Sunday, December 25, 2005 8:14:00 AM  
Blogger The WordSmith from Nantucket said...

Oh, and Mark? Thanks for the wonderful compliment!

Sunday, December 25, 2005 8:17:00 AM  
Blogger devildog6771 said...

You have out done yourself on this post. It is right on target and well supported. I hope you did trakback to other blogs. I have tried on numerous occasions to say what you have here but unfortunately not nearly as skillfully or eloquently. Thank you! For a man of no religion you have more religion in your heart than most "religious!" I don't just think of religion as a "God" issue. I also think of religion in terms of a philosophy on life.

Sunday, December 25, 2005 11:41:00 AM  
Blogger Curt said...

Hey wordsmith, absolutely awesome post. Gonna link to that one.

Hope you have a merry Christmas.


Sunday, December 25, 2005 12:14:00 PM  
Blogger The WordSmith from Nantucket said...

Thank you very much, Curt. I've been a fan of your blog for a few months, now.

devildog, thanks for that. I feel like I'm just rehashing old stuff and my regular readers must be sick of it by now. But this has been a very important issue for me ever since Dennis Prager got my attention when the ACLU threatened a lawsuit against LA County to have a tiny cross removed from its Seal. I should link to previous posts that I have made on this topic.

As for trackback, I don't quite understand how that works. I'm still learning the ropes of blogging.

Sunday, December 25, 2005 6:49:00 PM  
Anonymous Agnostic said...

"Freedom of religion" does not equate to "Freedom from religion", which is what atheist fundamentalists want.

Actually, freedom of religion does imply freedom from religion.

When you chose to practice one religion, you are necessarily chosing to avail yourself from having to practice all other religions. Chosing to be Christian means you claim freedom from Islam. Conversely...choosing to be Christian is the same as choosing not to be Muslim.

When one chooses to not be Christian...freedom of religion demands that they enjoy freedom from the demands of that religion.

Tuesday, December 27, 2005 6:31:00 AM  
Blogger The WordSmith from Nantucket said...

Agnostic, I believe you are mischaracterizing the argument and missing the point.
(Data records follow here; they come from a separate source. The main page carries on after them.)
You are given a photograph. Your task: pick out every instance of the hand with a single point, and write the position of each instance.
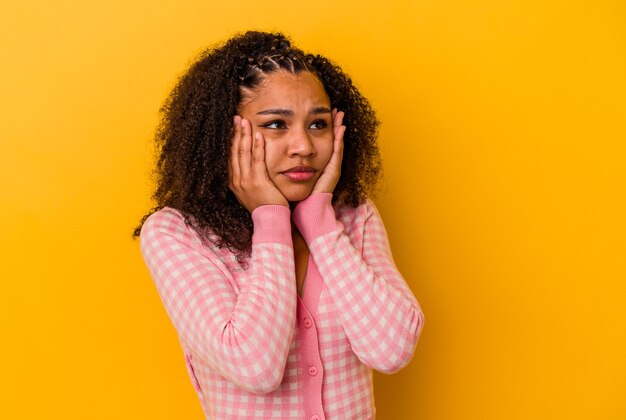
(247, 173)
(330, 176)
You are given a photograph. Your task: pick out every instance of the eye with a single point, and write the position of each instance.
(276, 124)
(319, 124)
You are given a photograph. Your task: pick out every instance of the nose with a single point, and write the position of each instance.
(301, 144)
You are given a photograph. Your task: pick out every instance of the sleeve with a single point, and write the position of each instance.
(244, 335)
(381, 317)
By "freedom of", it means you are free to publically express whatever belief you have. The "Wall of Separation" that Jefferson spoke of in a letter has been misused by those on the Left. Since around 1947, judicial activists, legislating from the bench, could not find in the Constitution anything about "freedom from religion"; and so they have searched and searched to the point where they are just making it up. I don't mind the argument on whether or not the Constitution should be " a living, breathing document" so much as I am irked by the dishonesty in interpretation of what the Founding Fathers' intentions were.

When one chooses to not be Christian...freedom of religion demands that they enjoy freedom from the demands of that religion.

Acknowledging Christian values as part of our collective national cultural heritage is not all that demanding. I hardly feel at all oppressed in this country of ours.